Berdasarkan peta tersebut, terlihat bahwa Indonesia bagian barat dan Indonesia bagian tengah berwarna hijau yang menunjukkan kelengkapan data yang baik. Sedangkan Indonesia bagian timur berwarna kuning yang berarti kelengkapan datanya masih perlu ditingkatkan.

Edwin menambahkan untuk bisa memiliki daya saing yang tinggi, pemerintah daerah terkait harus menyeimbangkan keempat pilar yang ada. “Pilar ekonomi bagus, sosial bagus, tata kelola bagus, tapi lingkungan rendah, maka daya saingnya juga rendah. Keempat pilar itu harus seimbang sehingga betul-betul terwujud kehidupan yang berkelanjutan,” jelas Edwin.

Tim IDSDB memetakan empat faktor pendukung dan penghambat daya saing berkelanjutan di Indonesia. Pertama, soal political will atau kemauan politik. Jika pemerintah berkomitmen menyediakan data dan informasi, maka ini menjadi dukungan meningkatkan daya saing. Namun jika pemerintah enggan melengkapi data, maka ini jadi penghambat.

Kedua, terkait komitmen anggaran penyediaan data oleh pemerintah daerah. Ketiga, dukungan infrastruktur digital untuk pengumpulan data. Serta keempat, terkait ketersediaan sumber daya manusia yang mumpuni untuk memahami data beserta metodologinya.

Koordinator Penelitian dan Pengukuran Riset, Teknologi dan Inovasi Deputi Kebijakan Riset dan Inovasi Yudi Widiyanto dalam kesempatan yang sama menegaskan bahwa kemauan politik merupakan modal utama. “Dari sini pemerintah akan melakukan perencanaan yang baik dan matang, sehingga bisa dimplementasikan secara optimal,” tutur Yudi.

Kepala Bappeda Badung I Made Wira Dharmajaya menyatakan, perlu ada dana insentif daerah dengan penilaian instrumen kinerja untuk kemudian memetakan perencanaan pembangunan daerah. “Kami sudah melakukan ini dan tertuang dalam RPJMD 2021-2026,” papar Made.

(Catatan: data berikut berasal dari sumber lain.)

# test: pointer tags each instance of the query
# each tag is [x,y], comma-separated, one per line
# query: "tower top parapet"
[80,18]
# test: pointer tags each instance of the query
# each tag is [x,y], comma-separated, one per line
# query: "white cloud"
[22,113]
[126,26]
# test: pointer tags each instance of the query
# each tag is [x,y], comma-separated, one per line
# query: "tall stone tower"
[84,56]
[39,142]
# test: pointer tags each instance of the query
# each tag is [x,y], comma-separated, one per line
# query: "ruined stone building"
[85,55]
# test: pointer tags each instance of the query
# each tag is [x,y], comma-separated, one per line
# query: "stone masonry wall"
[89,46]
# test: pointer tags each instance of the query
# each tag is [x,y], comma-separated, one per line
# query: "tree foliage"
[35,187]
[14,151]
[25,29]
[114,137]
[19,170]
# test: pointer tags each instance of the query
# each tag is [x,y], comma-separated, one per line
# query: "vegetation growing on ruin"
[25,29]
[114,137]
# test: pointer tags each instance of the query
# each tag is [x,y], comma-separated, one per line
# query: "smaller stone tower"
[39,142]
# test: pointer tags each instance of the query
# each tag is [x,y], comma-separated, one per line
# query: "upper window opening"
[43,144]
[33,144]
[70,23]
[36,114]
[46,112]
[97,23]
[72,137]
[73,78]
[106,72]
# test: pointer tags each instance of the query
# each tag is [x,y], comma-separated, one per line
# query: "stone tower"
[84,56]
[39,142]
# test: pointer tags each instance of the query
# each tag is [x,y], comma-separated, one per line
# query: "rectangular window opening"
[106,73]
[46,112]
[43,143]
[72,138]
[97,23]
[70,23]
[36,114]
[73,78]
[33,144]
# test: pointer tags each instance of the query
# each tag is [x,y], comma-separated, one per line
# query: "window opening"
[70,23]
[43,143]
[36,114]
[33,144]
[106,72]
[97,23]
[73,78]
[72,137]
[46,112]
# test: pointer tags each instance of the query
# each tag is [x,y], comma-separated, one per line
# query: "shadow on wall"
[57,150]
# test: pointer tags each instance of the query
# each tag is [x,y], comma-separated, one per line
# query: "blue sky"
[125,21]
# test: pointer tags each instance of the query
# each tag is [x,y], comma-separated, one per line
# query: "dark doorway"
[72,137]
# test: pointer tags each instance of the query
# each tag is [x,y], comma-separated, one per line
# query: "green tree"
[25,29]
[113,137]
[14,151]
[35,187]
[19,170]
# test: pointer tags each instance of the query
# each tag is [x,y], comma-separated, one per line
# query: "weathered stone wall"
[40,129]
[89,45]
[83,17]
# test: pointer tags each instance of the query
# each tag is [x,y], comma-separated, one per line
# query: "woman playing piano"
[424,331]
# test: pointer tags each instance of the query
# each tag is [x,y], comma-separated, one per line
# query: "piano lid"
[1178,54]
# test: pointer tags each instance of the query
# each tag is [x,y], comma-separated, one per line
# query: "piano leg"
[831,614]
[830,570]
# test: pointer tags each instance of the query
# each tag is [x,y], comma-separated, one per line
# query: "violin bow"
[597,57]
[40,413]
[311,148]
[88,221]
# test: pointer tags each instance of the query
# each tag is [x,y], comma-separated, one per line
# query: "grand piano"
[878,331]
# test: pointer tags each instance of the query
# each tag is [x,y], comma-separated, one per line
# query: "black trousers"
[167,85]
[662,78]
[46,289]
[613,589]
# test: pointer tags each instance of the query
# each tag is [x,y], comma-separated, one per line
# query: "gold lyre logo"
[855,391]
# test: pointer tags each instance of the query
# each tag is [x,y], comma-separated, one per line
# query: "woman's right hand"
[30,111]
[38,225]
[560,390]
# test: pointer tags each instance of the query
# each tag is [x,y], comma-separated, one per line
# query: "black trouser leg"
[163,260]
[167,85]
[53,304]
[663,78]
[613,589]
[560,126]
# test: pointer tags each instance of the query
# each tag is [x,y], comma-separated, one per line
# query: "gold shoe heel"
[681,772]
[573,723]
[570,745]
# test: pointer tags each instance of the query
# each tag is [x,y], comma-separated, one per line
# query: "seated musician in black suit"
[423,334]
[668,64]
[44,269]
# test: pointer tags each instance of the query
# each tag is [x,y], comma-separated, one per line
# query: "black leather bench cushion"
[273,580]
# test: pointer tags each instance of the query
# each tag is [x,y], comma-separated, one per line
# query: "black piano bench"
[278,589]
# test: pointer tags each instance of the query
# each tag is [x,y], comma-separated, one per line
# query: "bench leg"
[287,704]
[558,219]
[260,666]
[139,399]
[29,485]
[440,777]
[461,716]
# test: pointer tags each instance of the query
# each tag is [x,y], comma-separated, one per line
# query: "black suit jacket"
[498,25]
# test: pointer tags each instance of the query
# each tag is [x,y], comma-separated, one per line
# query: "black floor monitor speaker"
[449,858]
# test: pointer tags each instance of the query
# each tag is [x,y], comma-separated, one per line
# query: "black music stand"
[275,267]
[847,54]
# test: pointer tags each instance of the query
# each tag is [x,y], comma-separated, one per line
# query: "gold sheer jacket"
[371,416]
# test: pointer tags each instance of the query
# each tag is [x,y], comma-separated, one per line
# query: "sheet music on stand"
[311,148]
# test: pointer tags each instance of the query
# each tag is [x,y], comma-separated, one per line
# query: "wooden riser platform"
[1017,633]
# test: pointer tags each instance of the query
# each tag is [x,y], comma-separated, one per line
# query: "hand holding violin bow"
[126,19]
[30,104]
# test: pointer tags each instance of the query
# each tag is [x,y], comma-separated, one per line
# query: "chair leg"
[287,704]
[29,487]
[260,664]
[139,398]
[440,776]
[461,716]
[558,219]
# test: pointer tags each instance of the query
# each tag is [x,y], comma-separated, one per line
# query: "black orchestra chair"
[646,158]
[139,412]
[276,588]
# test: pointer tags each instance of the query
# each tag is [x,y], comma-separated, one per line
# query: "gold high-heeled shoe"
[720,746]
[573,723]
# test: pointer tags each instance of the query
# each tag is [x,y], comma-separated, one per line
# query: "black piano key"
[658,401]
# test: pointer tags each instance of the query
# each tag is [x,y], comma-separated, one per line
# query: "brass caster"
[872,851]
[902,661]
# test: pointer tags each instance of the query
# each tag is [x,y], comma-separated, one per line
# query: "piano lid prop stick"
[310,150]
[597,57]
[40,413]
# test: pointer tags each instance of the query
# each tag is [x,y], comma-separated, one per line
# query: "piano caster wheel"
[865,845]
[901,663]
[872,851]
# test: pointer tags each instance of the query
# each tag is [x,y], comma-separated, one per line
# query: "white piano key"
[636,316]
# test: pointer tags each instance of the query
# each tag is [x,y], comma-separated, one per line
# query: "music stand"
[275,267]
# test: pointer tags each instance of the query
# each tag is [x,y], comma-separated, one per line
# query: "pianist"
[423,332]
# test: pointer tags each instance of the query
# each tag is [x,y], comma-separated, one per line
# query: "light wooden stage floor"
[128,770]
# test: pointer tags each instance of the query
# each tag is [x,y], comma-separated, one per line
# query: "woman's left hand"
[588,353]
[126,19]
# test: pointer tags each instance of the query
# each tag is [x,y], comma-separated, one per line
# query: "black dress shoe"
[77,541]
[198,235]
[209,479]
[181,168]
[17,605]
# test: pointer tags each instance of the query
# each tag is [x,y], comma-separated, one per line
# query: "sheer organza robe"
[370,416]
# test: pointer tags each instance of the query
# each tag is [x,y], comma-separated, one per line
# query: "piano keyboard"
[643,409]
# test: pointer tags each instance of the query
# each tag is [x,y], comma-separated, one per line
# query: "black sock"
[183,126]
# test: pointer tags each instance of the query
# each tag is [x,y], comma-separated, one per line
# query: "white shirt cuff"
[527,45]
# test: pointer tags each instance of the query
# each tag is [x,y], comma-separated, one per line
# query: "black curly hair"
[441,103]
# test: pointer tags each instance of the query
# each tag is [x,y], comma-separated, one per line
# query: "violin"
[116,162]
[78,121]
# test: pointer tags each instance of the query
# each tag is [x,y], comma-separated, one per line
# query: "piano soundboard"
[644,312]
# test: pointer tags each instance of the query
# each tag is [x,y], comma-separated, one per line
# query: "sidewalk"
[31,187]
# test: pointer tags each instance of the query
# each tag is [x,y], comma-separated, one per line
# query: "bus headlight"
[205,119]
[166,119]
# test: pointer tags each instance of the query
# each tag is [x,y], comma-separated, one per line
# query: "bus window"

Untuk bisa memiliki daya dorong yang kuat, Edwin menyebutkan, harus ada undang-undang dan peraturan daerah sebagai justifikasi alokasi pos anggaran daerah. “Dengan ini Gubernur akan memiliki tugas khusus untuk mengarahkan kabupaten merilis Rencana Aksi Daerah dan IDSDB bisa jadi acuan,” pungkas Edwin.